Antonio’s started as a carryout pizzeria in the early ‘80s and has since evolved into a full-service restaurant. Today, they have an eclectic menu of pasta, seafood and seasonal dishes. Cataldo said the offerings include traditional southern Italian fare, inspired by his family roots in Calabria, as well as the staples of American-Italian cooking.
“All of our menu is made from scratch,” Cataldo said. “We grind our own sausage. We make our own sauces. Obviously, we make our own dough. We make our own bread for table bread.”
He says takeout pizza is about 50 percent of their business. The restaurant seats 120. They also have a seasonal outdoor space and a banquet room that accommodates 80 people.
In 2004, a food vendor invited Cataldo to a pizza competition they were hosting. He went and won. That year, he made the US Pizza Team and traveled to Italy to compete in the World Pizza Championship. That experience opened him up to a whole world of competition.
He’s competed across the US from New York to Texas. He’s competed in Italy four times, bringing home the “2017 Best Pan Pizza from North America” title at the in World Pizza Championship in Parma.
Around the time of his first competition in Italy, he struck up a friendship with 13-time World Pizza Champion Tony Gemignani. Gemignani recruited Cataldo to join is World Pizza Champions team.
The invitation-only group is a multinational crew of pizza professionals that, according to their website, “is united by the shared goal of setting an industry-wide standard of excellence in all aspects of the pizza maker’s art.”
The team of about 40 people show up together at events like the International Pizza Challenge, but they’re also a network of professionals in the highly competitive restaurant business.
“You share struggles, you share successes, you talk to pizzaiolos all over the United States,” Cataldo said of the team. “To be around people with the same mindset is unbelievable.”
Cataldo and his teammates will be back together for the World Pizza Championship in Parma from April 9 to 11.
Capitalizing on the trip abroad, Cataldo and his 14-year-old daughter will head to Italy a few days early to see the sights in Florence and Venice before meeting the World Pizza Champions in Rome. They’ll spend some time catching up with old friends and bonding with new members. Two days before the competition opens, they’ll travel to Parma, and shift their mindsets to competition mode.
Tucked away in Cataldo’s suitcase will be a carefully-packed plastic bag of Heritage High Gluten Flour.
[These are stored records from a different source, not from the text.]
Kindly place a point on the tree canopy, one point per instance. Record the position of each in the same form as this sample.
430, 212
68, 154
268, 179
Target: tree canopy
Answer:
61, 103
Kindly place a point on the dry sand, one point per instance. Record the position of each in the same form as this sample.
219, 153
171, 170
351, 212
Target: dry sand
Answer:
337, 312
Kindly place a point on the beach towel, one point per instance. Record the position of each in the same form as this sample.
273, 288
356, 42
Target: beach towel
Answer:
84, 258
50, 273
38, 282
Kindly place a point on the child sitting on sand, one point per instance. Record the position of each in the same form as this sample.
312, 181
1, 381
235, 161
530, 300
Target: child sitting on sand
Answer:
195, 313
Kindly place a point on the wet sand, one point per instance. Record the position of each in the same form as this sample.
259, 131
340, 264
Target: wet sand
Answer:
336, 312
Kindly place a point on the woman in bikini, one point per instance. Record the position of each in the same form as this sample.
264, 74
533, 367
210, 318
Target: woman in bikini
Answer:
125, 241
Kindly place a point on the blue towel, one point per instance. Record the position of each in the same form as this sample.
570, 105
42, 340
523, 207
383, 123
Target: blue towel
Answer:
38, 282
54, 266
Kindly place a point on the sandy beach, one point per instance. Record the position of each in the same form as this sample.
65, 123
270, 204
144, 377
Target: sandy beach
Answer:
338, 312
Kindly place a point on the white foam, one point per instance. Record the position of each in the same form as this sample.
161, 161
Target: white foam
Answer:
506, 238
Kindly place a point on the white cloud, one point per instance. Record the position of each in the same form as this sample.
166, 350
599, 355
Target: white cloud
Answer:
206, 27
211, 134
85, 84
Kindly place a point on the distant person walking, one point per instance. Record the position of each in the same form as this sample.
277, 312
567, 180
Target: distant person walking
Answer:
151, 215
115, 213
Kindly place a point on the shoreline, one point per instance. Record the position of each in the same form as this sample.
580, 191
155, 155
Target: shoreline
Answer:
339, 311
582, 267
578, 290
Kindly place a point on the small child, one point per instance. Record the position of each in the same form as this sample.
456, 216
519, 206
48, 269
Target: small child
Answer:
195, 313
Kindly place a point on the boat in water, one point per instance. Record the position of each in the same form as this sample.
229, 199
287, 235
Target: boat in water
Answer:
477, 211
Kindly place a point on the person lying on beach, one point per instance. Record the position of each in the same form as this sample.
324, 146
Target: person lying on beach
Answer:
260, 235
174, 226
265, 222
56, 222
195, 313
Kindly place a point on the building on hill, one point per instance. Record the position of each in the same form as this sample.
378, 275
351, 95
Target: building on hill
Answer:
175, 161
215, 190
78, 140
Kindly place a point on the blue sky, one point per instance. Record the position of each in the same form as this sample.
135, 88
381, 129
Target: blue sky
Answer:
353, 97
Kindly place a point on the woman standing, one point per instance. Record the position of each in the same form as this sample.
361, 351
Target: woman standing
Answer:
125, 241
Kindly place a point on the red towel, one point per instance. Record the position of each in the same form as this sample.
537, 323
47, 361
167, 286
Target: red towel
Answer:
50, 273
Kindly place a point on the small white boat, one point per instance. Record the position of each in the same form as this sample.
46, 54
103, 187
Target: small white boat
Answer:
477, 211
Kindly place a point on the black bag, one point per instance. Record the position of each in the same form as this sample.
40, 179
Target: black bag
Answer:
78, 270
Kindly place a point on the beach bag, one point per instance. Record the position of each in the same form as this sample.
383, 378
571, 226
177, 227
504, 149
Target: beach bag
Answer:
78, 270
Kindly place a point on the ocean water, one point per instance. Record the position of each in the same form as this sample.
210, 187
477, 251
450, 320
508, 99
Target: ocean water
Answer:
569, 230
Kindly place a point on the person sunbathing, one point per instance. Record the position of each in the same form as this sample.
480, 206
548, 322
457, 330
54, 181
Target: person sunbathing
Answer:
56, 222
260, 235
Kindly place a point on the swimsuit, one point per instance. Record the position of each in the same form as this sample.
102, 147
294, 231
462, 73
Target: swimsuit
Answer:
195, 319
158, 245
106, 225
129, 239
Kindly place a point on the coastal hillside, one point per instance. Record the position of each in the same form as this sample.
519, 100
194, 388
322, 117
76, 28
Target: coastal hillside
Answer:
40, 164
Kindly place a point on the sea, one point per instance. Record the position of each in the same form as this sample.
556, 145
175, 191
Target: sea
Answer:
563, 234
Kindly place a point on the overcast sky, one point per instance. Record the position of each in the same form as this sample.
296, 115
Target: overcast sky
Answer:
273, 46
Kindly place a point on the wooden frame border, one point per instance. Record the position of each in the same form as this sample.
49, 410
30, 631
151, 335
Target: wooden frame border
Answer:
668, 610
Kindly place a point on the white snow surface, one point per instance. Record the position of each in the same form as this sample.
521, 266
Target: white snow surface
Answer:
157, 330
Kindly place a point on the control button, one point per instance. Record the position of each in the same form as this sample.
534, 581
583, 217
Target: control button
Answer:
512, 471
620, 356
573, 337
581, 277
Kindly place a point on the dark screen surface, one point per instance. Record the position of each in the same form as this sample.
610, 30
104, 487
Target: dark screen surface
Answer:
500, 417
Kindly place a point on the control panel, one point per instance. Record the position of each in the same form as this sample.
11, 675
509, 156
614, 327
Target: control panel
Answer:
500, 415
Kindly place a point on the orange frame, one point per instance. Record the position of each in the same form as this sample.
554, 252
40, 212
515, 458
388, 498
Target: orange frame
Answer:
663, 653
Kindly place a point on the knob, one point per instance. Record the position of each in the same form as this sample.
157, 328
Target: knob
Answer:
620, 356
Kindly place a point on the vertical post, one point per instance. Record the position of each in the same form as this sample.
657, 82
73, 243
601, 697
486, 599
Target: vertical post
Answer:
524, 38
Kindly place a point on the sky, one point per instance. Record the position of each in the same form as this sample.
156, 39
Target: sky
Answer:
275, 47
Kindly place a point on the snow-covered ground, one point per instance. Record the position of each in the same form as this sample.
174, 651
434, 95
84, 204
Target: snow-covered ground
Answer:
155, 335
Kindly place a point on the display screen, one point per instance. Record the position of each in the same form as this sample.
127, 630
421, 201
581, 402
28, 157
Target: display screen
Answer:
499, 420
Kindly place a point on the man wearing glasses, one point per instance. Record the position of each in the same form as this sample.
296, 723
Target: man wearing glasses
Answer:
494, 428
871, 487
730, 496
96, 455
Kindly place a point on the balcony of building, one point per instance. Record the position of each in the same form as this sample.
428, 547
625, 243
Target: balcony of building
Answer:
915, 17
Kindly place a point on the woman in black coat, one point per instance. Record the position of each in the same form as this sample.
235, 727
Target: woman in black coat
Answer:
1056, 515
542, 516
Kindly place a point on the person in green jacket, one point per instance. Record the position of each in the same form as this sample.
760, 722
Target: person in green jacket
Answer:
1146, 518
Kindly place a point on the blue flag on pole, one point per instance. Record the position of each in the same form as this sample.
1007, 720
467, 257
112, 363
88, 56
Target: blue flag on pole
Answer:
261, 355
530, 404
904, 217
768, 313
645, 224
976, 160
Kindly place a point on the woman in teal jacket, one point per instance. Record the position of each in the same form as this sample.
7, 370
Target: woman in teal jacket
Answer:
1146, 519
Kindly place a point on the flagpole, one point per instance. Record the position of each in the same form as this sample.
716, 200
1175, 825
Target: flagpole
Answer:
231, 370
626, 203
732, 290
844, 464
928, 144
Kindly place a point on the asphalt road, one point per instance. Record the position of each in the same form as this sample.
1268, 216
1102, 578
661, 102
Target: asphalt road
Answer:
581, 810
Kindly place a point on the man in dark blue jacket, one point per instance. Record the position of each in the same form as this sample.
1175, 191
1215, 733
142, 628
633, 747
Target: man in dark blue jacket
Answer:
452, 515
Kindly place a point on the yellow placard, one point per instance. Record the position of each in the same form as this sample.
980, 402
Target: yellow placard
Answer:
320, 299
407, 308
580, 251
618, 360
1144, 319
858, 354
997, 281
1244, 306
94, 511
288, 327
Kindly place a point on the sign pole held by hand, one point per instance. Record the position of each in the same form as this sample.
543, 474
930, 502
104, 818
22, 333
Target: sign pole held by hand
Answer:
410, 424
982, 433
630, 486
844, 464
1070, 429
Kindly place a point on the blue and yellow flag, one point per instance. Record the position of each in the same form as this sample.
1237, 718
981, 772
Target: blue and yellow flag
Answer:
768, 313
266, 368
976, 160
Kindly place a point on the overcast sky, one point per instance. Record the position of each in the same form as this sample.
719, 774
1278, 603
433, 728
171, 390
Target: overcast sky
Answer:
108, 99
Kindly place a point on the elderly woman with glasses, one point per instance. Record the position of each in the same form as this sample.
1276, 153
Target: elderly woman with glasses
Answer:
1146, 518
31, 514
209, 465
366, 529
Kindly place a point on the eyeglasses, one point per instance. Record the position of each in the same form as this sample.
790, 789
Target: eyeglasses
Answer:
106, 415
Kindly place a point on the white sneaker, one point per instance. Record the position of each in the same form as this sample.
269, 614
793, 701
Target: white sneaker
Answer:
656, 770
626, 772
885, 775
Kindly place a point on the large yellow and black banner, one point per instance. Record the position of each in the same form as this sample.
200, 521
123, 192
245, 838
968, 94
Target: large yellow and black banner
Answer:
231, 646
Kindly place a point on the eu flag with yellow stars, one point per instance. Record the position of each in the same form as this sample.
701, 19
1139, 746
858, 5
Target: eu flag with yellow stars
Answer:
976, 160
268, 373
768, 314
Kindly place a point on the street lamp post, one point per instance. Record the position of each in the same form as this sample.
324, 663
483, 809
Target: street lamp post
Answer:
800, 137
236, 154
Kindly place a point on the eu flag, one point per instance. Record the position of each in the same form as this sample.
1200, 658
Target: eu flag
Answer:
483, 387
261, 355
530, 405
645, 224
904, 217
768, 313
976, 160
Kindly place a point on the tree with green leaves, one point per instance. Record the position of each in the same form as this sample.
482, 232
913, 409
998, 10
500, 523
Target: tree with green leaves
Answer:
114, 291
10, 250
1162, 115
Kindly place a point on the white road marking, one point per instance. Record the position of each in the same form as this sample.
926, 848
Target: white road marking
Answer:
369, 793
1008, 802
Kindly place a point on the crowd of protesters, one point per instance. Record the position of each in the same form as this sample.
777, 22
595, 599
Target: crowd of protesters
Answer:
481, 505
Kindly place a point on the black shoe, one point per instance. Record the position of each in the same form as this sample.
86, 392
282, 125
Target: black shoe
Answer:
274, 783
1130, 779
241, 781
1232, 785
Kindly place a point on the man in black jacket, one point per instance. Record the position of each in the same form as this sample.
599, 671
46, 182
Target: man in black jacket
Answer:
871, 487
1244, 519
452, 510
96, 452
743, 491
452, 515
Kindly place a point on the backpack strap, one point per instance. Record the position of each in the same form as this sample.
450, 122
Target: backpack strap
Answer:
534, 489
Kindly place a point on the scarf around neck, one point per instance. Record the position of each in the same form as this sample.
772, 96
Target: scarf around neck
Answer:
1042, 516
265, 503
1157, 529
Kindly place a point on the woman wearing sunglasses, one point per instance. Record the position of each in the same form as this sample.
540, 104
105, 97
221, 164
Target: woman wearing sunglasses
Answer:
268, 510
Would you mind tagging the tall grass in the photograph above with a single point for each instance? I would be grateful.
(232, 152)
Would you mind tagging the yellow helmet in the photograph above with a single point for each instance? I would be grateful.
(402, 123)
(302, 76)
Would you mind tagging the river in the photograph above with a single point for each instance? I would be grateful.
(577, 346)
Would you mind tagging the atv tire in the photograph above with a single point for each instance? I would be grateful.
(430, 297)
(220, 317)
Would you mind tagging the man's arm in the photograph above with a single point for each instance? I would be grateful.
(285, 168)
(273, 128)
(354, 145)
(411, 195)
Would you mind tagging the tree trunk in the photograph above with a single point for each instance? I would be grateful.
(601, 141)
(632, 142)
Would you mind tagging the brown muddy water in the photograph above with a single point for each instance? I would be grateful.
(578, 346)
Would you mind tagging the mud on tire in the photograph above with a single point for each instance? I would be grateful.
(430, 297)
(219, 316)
It’s the backbone of a pizza that’s all about the crust. He knows he’ll need it if he wants to translate his Vegas Fortuna (Italian for luck) into a win on an even bigger stage.
“Going into Italy, I know the Italians, the first thing they look at is the bottom of the crust. They look at the bake and they look at the crumb,” Cataldo said.
He intends to replicate his winning dough exactly. He’s changing the toppings from a pepperoni and sausage pizza to one inspired by the competition site. The simply-dubbed Parma pizza features salami, prosciutto, burrata and arugula. To get sweetness, Cataldo will add grapes and maybe some honey.
In Parma, Cataldo will be competing in the traditional category, which bans pans, requires a round shape and a red sauce. He’ll also be competing in the pan pizza and Roman-style categories. He plans to use the same dough in all three.
Cataldo guesses there were 200-300 competitors in Las Vegas. He thinks there will be 500-600 in Italy.
Cataldo says that in the back of his head he thought he’d win at Pizza Expo. He’s feeling equally hopeful for the next competition. One thing he knows for sure is that he has the recipe for success.